I studied physics in college, but I’ve never particularly used it other than for the occasional IKEA project.
When you think about it though, physics can be used to describe certain business and market trends. For example, classical mechanics provides a unique perspective when analyzing the lifecycle of technological innovations, particularly those from established companies.
Let’s borrow three physics concepts for the purposes of this article: potential energy, defined here as the value of the innovation based on its position in the ecosystem; kinetic energy, as the value of the innovation based on its use; and work, as the productivity when potential energy is converted to kinetic energy.
When viewed through this lens successful innovations follow a fairly typical pattern in their early phases:
- The company wants the maximum potential energy at announcement time. In other words, roll the biggest possible boulder off the largest possible cliff. While startups pitch their ideas, established companies work in deep secrecy right up to the announcement.
- As the boulder rolls down the cliff and the initial potential energy is converted to kinetic, the company has a window of high profitability. Customers experience productivity gains as the potential of the innovation is converted to kinetic energy.
- Competition begins chase and uses the advantage of drafting to catch and possibly even slingshot past the original innovator.

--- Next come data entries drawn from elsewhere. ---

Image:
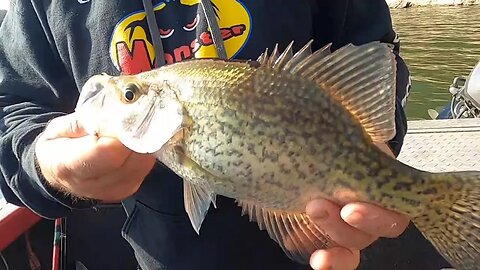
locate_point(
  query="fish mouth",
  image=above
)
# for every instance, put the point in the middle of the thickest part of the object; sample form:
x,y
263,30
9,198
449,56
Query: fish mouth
x,y
91,91
151,122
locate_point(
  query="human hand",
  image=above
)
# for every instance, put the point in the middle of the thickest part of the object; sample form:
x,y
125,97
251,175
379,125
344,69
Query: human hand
x,y
353,227
89,166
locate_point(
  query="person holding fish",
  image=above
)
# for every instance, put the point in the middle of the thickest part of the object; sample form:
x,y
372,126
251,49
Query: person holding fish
x,y
301,138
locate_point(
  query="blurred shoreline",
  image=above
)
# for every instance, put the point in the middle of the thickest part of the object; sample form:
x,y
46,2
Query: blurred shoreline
x,y
413,3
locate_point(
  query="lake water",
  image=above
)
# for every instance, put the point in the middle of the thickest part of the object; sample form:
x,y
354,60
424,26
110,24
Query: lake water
x,y
438,43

- The innovator will attempt to reclaim some potential energy to push the boulder back up the hill with a series of incremental enhancements. These will be met with diminishing returns.
- The public will lose interest. Nature abhors a vacuum — and realized potential bores the street.
A clear recent example is the iPhone. Let’s follow its early phase:
- It all starts with Steve Jobs’ announcement of the iPhone. The room is crackling with potential energy!
- The iPhone becomes ubiquitous and Apple reaps record profits.
- Android swoops in and, arguably, surpasses the iPhone both technically and in raw sales numbers.
- Each new iPhone release is met with less fanfare and less revenue. The iPhone 5 is particularly disappointing.
- Apple’s stock price drops 300 points in the last twelve months.
Now, this pattern may feel discouraging, but does that mean Apple regrets the iPhone? Hardly. It’s been proven to be one of the most significant innovations of the early 21st century, providing incredible productivity for its users and tremendous benefits to Apple.
Most technological innovations follow this same rough pattern. What’s changed dramatically, however, is the length of an innovation’s lifespan. Just compare the lifecycle of the telegraph to that of the CD. The telegraph came out in 1837 and was still in use during WWII, while the CD came out in 1982 and began to lose its appeal as early as 2001 when the iPod was introduced.
What about when an innovation goes kinetic and its worth is predominately based on what it currently does rather than what it may do in the future? In a subsequent blog, we’ll take a look at this late phase of innovation, concentrating on the IBM mainframe as our example.